Mit diesem Begriff bezeichnet Foucault Systeme, Ordnungssysteme,
die nicht darauf beruhen, dass Aussagen sich wirklich dadurch
ordnen lassen, dass man sie nach einem bestimmten inneren
Prinzip strukturiert, sie irgendwie zu übergeordneten Einheiten
zusammenfasst oder auf ihren Begriff bringen will. Stattdessen
gehe
man von einem "System der Streuung" (ebd.,
S.58) aus.
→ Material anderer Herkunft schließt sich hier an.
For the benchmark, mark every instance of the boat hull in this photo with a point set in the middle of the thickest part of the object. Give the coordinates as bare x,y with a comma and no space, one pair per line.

Dies besagt, dass die Aussagen von ihrer "sukzessiven Erscheinung, Korrelationen in ihrer
Gleichzeitigkeit, bestimmbare(n) Positionen in einem gemeinsamen
Raum, ein(em) reziproken Funktionieren, verbundene(n) und
hierarchisierte(n) Transformationen" (Foucault
1981, S.57) zu betrachten seien. Sobald man "bei
Objekten, den Typen der Äußerung, den Begriffen, den
thematischen Entscheidungen eine Regelmäßigkeit (eine Ordnung,
Korrelationen, Positionen und Abläufe, Transformationen
definieren können, wird man übereinstimmend sagen, daß man es
mit einer diskursiven Formation zu tun hat". (ebd.)
Als "Menge
verstreuter Ereignisse" (Foucault 1973/1981,
S.34) werden die diskursiven Ereignisse "nicht auf
einen inhärenten Sinn befragt [... ], sondern allein aus ihren
Beziehungen untereinander untersucht". (Rosa/Strecker/Kottmann
32018, S. 293) Das Vorgehen, mit dem das
geschehen kann, bezeichnet Foucault als •"archäologisch"
und hat es in seinem Werk
»Archäologie des Wissens
(1969) ausführlich beschrieben. Es bezeichnet "ein
diskursanalytisches Verfahren, das die Grundlagen der
Wissenssysteme einer Epoche zum Vorschein bringen soll" (Sich
2018, S.10) bzw. "Strukturen des Denkens einer bestimmten
Epoche feststellt, um sie den entsprechenden Konfigurationen
einer anderen Epoche gegenüberzustellen." (Sarasin
2005/22006, S.71)
Die •
(Diskurs-)Analyse
geht also wie Foucault das nennt, •"archäologisch" vor: Sie sucht und
gräbt, um im Bild zu bleiben, im Rahmen historischer Schnitte nach "positiven" Fakten", d. h. feststellbaren und/oder nachweisbaren
Fakten. Sie trägt ihre Funde zusammen, die zu einem bestimmten
Aussagesystem gehören.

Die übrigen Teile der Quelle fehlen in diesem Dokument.